In Week 2 of the 2019 season against the Los Angeles Chargers, Johnson rushed 12 times for 41 yards and caught two passes for 47 yards and a touchdown as the Lions won 13–10. In Week 4 against the Kansas City Chiefs, Johnson rushed 26 times for 125 yards and caught two passes for 32 yards in the 34–30 loss. He was placed on injured reserve on October 22, 2019, after undergoing knee surgery. He was designated for return from injured reserve on December 4, 2019, and began practicing with the team again. He was activated on December 21, 2019, prior to Week 16. Overall, in the 2019 season, Johnson finished with 403 rushing yards and three rushing touchdowns to go along with 10 receptions for 127 receiving yards and one receiving touchdown.
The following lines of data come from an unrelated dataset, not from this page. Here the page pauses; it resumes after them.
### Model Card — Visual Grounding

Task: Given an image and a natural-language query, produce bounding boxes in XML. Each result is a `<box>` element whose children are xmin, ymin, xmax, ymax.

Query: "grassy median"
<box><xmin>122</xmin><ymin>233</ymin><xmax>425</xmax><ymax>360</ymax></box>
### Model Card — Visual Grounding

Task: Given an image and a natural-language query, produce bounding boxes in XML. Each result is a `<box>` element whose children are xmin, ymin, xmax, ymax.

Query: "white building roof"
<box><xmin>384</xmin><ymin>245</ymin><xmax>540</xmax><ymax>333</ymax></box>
On May 6, 2021, Johnson was waived by the Lions.

===Philadelphia Eagles (first stint)===
On May 7, 2021, Johnson was claimed off waivers by the Philadelphia Eagles. On August 17, 2021, he was waived by the Eagles with an injury designation and placed on injured reserve. He was released on August 26.

===San Francisco 49ers===
On September 14, 2021, Johnson was signed to the practice squad of the San Francisco 49ers. He was released on October 5.
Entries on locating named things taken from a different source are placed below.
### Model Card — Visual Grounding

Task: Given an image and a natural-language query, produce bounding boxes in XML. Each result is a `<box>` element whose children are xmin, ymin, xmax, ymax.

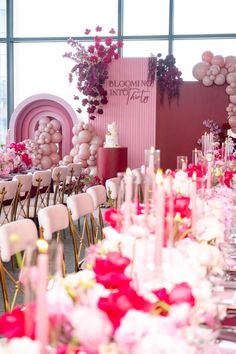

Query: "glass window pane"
<box><xmin>124</xmin><ymin>0</ymin><xmax>169</xmax><ymax>36</ymax></box>
<box><xmin>0</xmin><ymin>0</ymin><xmax>6</xmax><ymax>37</ymax></box>
<box><xmin>173</xmin><ymin>39</ymin><xmax>235</xmax><ymax>81</ymax></box>
<box><xmin>14</xmin><ymin>43</ymin><xmax>77</xmax><ymax>109</ymax></box>
<box><xmin>174</xmin><ymin>0</ymin><xmax>236</xmax><ymax>34</ymax></box>
<box><xmin>14</xmin><ymin>0</ymin><xmax>118</xmax><ymax>37</ymax></box>
<box><xmin>0</xmin><ymin>43</ymin><xmax>7</xmax><ymax>144</ymax></box>
<box><xmin>123</xmin><ymin>41</ymin><xmax>168</xmax><ymax>58</ymax></box>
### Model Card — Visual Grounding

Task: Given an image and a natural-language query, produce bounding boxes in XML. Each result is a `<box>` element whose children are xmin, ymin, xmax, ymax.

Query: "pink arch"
<box><xmin>10</xmin><ymin>94</ymin><xmax>78</xmax><ymax>157</ymax></box>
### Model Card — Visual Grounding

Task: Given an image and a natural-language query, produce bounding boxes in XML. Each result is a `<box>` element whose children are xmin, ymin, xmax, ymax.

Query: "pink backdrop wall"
<box><xmin>93</xmin><ymin>58</ymin><xmax>156</xmax><ymax>168</ymax></box>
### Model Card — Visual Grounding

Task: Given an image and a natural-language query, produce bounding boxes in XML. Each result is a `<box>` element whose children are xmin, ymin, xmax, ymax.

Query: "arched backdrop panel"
<box><xmin>9</xmin><ymin>94</ymin><xmax>78</xmax><ymax>157</ymax></box>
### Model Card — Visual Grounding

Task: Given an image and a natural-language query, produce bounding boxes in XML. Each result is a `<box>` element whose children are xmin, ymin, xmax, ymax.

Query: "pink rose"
<box><xmin>71</xmin><ymin>306</ymin><xmax>113</xmax><ymax>352</ymax></box>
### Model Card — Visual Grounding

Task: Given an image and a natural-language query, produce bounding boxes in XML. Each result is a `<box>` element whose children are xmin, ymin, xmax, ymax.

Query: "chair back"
<box><xmin>86</xmin><ymin>184</ymin><xmax>107</xmax><ymax>209</ymax></box>
<box><xmin>0</xmin><ymin>219</ymin><xmax>38</xmax><ymax>262</ymax></box>
<box><xmin>67</xmin><ymin>193</ymin><xmax>94</xmax><ymax>221</ymax></box>
<box><xmin>38</xmin><ymin>204</ymin><xmax>69</xmax><ymax>241</ymax></box>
===Philadelphia Eagles (second stint)===
Following Miles Sanders suffering a broken bone in his hand and Jordan Howard suffering a stinger, Johnson was signed to the Eagles practice squad on December 28. He was released on January 10, 2022.

==Career statistics==

===NFL===

| Year | Team | Games |  | Rushing |  |  |  |  | Receiving |  |  |  |  | Fumbles |  |
| GP | GS | Att | Yds | Avg | Lng | TD | Rec | Yds | Avg | Lng | TD | Fum | Lost |
| 2018 | DET | 10 | 7 | 118 | 641 | 5.4 | 71 | 3 | 32 | 213 | 6.7 | 24 | 1 | 1 | 1 |
| 2019 | DET | 8 | 8 | 113 | 403 | 3.6 | 20 | 3 | 10 | 127 | 12.7 | 36 | 1 | 1 | 1 |
| 2020 | DET | 16 | 2 | 52 | 181 | 3.5 | 14 | 2 | 19 | 187 | 9.8 | 20 | 1 | 1 | 1 |
| 2021 | SF | 1 | 0 | 0 | 0 | 0 | 0 | 0 | 0 | 0 | 0 | 0 | 0 | 0 | 0 |
| Total |  | 35 | 17 | 283 | 1,225 | 4.3 | 71 | 8 | 61 | 527 | 8.6 | 36 | 3 | 3 | 3 |

===College===

| Season | Team | GP | Rushing |  |  |  | Receiving |  |  |  |
| Att | Yds | Avg | TD | Rec | Yds | Avg | TD |
| 2015 | Auburn | 12 | 52 | 208 | 4.0 | 3 | 14 | 159 | 11.4 | 0 |
| 2016 | Auburn | 12 | 182 | 895 | 4.9 | 11 | 17 | 125 | 7.4 | 0 |
| 2017 | Auburn | 12 | 285 | 1,391 | 4.9 | 18 | 24 | 194 | 8.1 | 2 |
| Career |  | 36 | 519 | 2,494 | 4.8 | 32 | 55 | 478 | 8.7 | 2 |

== Coaching career ==
In June 2023, he was announced as the Director of Player Development at North Alabama. In 2024, he was made the team's running backs coach.

On April 17, 2025, East Tennessee State head coach Will Healy announced he had hired Johnson to coach running backs for the Buccaneers.

==Personal life==
Johnson and former MTV's The Real World: San Diego (2011 season) and The Challenge cast member Ashley Kelsey welcomed their first daughter, Snoh Marie Johnson, on June 8, 2021.